Jesse is a white deputy sheriff in a small Southern town. As the story opens, he is lying in bed with his wife, Grace. The two attempt to have sex but Jesse is unable to achieve an erection. Frustrated, Jesse imagines the dirtier things that he could force a black woman to do. The plot then proceeds in a series of flashbacks.
Jesse first remembers a scene from earlier that day. He and a character named Big Jim C. had arrested a young black Civil Rights leader in town. "They had this line you know, to register, and they wouldn't stay where Big Jim C. wanted them", Jesse recounts to a half-sleeping Grace. Jesse visits the young man in his jail cell. He beats him, shocks him with a cattle prod, and declares, "you are going to stop coming down to the court house and disrupting traffic and molesting the people and keeping us from our duties and keeping doctors from getting to sick white women and getting all them Northerners in this town to give our town a bad name—!"
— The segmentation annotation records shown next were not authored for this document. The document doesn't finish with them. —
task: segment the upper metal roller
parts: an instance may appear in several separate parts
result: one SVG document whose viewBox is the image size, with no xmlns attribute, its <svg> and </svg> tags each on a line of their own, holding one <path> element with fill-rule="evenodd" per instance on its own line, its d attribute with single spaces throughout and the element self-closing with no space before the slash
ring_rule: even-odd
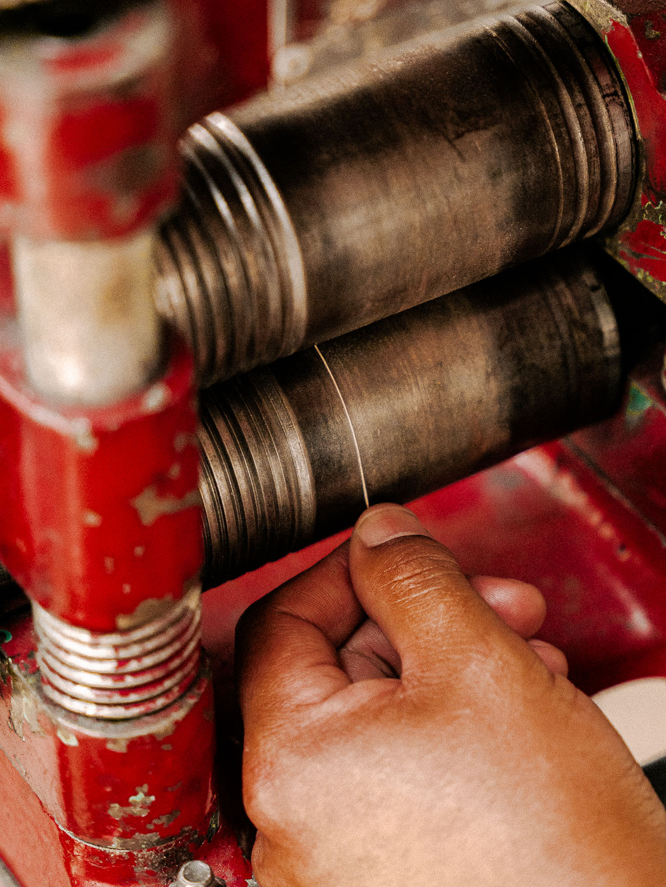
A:
<svg viewBox="0 0 666 887">
<path fill-rule="evenodd" d="M 610 53 L 563 3 L 212 114 L 182 152 L 159 301 L 204 383 L 613 226 L 636 180 Z"/>
</svg>

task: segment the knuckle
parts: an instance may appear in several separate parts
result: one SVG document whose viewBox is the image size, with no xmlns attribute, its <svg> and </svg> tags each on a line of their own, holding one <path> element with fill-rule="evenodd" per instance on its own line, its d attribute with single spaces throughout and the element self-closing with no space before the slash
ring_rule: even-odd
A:
<svg viewBox="0 0 666 887">
<path fill-rule="evenodd" d="M 427 540 L 430 541 L 430 540 Z M 451 553 L 437 543 L 428 546 L 396 546 L 386 553 L 379 568 L 379 580 L 406 591 L 438 588 L 461 577 L 460 568 Z"/>
</svg>

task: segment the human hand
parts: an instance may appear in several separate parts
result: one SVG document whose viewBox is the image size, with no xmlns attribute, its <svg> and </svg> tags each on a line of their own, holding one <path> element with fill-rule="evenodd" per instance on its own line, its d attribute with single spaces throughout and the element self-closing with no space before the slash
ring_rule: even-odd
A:
<svg viewBox="0 0 666 887">
<path fill-rule="evenodd" d="M 562 654 L 525 640 L 543 615 L 397 506 L 250 608 L 261 887 L 663 887 L 666 812 Z"/>
</svg>

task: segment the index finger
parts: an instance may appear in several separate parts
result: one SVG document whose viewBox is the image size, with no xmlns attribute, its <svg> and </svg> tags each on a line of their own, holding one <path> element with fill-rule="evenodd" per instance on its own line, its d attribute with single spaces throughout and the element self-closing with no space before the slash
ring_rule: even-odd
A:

As Jesse is about to leave the cell, the Civil Rights leader, now barely conscious, says to him, "You remember Old Julia?" Old Julia had been one of Jesse's mail-order recipients in a previous job (a job in which he had deliberately exploited black customers). Jesse suddenly realizes that he'd met the young man years before: he's Old Julia's grandson. Even as a child, Jesse had perceived him to be insolent and disrespectful. Enraged, Jesse beats him again and exclaims, "You lucky we pump some white blood into you every once in a while—your women!" Jesse then grabs his crotch, and feels his penis "violently stiffen".
Still in bed with Grace, Jesse then thinks more generally about how the cultural climate in the South has changed. White supremacy had once been the status quo, but now white folks seem less certain of their inherent superiority. Local black folks have become agitated, and Northerners have taken an active role in Southern politics. Jesse laments these changes. He tells himself that he's doing God's work, "[p]rotecting white people from the niggers and the niggers from themselves", but admits that he "misse[s] the ease of former years" when white folks could be more open about their racism.
Then, "out of nowhere", Jesse recalls the lyrics to an old slave song, "Wade in the Water". This initiates one final flashback to when Jesse was eight years old, riding in a car with his mother and father. The family had heard the song as they passed by a black neighborhood. "I guess they singing for him", Jesse's father says. To whom "him" refers is vague. As a child, Jesse had had a black friend named Otis. He realizes that he has not seen Otis—nor any other black people—for several days, but he does not understand why. "I reckon Otis's folks was afraid to let him show himself", his father says.
The next morning, the white folks in town all gather to witness the brutal lynching of a black man. Jesse sits on his father's shoulders and watches as the man is castrated and burned alive. Whatever offense the man may have committed is never revealed. The scene is gruesome and violent yet treated as a good-natured spectacle for the whites, who leave the charred and mutilated body to rot while they settle down for a picnic.
As he remembers this scene, Jesse looks at Grace with renewed vigor. "Come on sugar", he says, "I'm going to do you like a nigger, just like a nigger, come on, sugar, and love me just like you'd love a nigger". The story ends as Jesse has sex with Grace "harder than he ever had before".